Now, if I was to digitize all my books, I would try to create te the 4DigitalBooks kind of solution myself. The only tricky part is to find a cheap enough way to turn pages automatically, see also Kris Mckenzie's automatic page turner, still the best start is this document which is a proposal and overview on how to create an automatic page turner from pieces, the total cost is $459.
I started with the easiest books. - Books that could be removed from the binding. Scans go smoothly with the ADF, but it is not as easy as you might think. I find that I spend most of my time naming the files because the default naming comvention is *01.jpg , *02.jpg , *03.jpg, etc.
It is a problem for two reasons:
most of my books are double sided.
My HP scanning software for windows does not let me name files with a 2,4,6,8 or 1,3,5,7 format.
If books contain more pages than the ADF holds, The first page scanned will still be named page 1.
If I knew a little perl, I'd write a script to rename the files between scan batches.
For scanning full bound textbooks, there are two main problems:
Scanning the side of the page along the binding requires carefully holding downward pressure on the book to keep it near the scanner glass.
You cannot scan the book using ADF, so you should expect to spend A LOT of time scanning.
Do not even consider manual scanning hundreds of pages with a parallel port scanner. WAY WAY too slow. USB scanners are cheap now, and will usually scan as fast as the scanner mechanism can move (assuming black & White scans).
Lastly, be realistic.
Know how much time you'll need to invest.

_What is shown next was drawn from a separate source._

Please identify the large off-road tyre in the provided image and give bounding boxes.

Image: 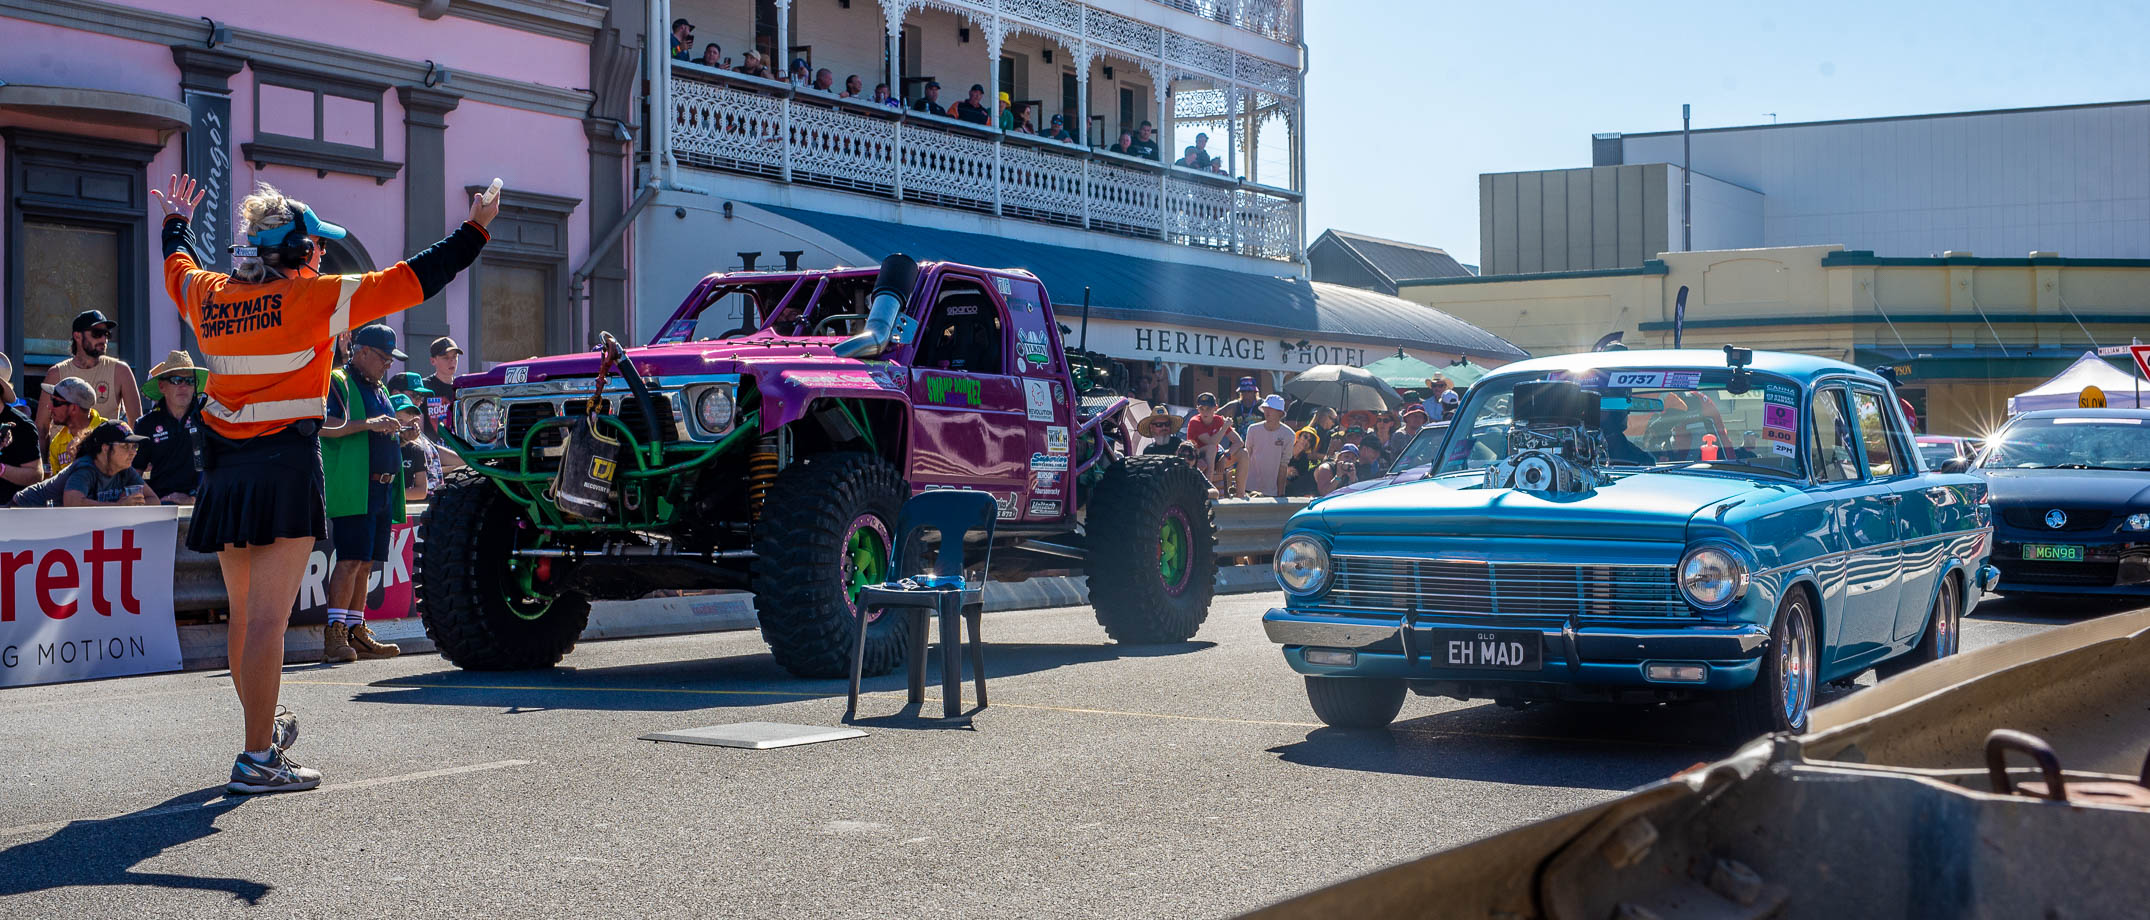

Rule of thumb: If you need to scan manually, expect to scan about 200 pages per hour at top speed. Is it worth investing six hours to scan that 1200 page book of yours? If money allows, I'd suggest purchasing a second book that you can afford to destroy. Cut the binding off with something like a jigsaw, then insert the pages into an ADF scanner. Hope this helps somebody.
Run, don't walk, to http://djvu.research.att.com/home.html . DJVu is a image-based competitor to PDF that is a feat of beautiful engineering -- 300DPI scans break down to about 10-30K a page, the viewer is about an order of magnitude faster than PDF, the format cleanly supports separate encoding of page texture/graphics vs. page text, there's significant amounts of open source for it, and more.
It's truly a brilliant format. Go check it out.
Yours Truly,
Dan Kaminsky
DoxPara Research
http://www.doxpara.com
What is the oldest file that I have?
and ask:
What is the oldest useful file that I have?
For most people their papers and books are much older than the data they keep and the paper version is always available and easy to read.
You are much more likely to lose or corrupt your data if it is on a disk or a tape than if it is in a book. Your electronic version is going to be of much lesser quality than the books you had and you will have a lot of "adventures" getting your ebooks to be as easy to read as your paper books. What happens to your portable ebook when your reader runs out of batteries? Ebooks have failed because ... THEY SUCK. Let us all know how much time you wasted tweaking your ebook setup and worrying about how to make them sustainable. Also, please tell us when you go back to the store and buy new "dead trees" copies of the ones you destroyed.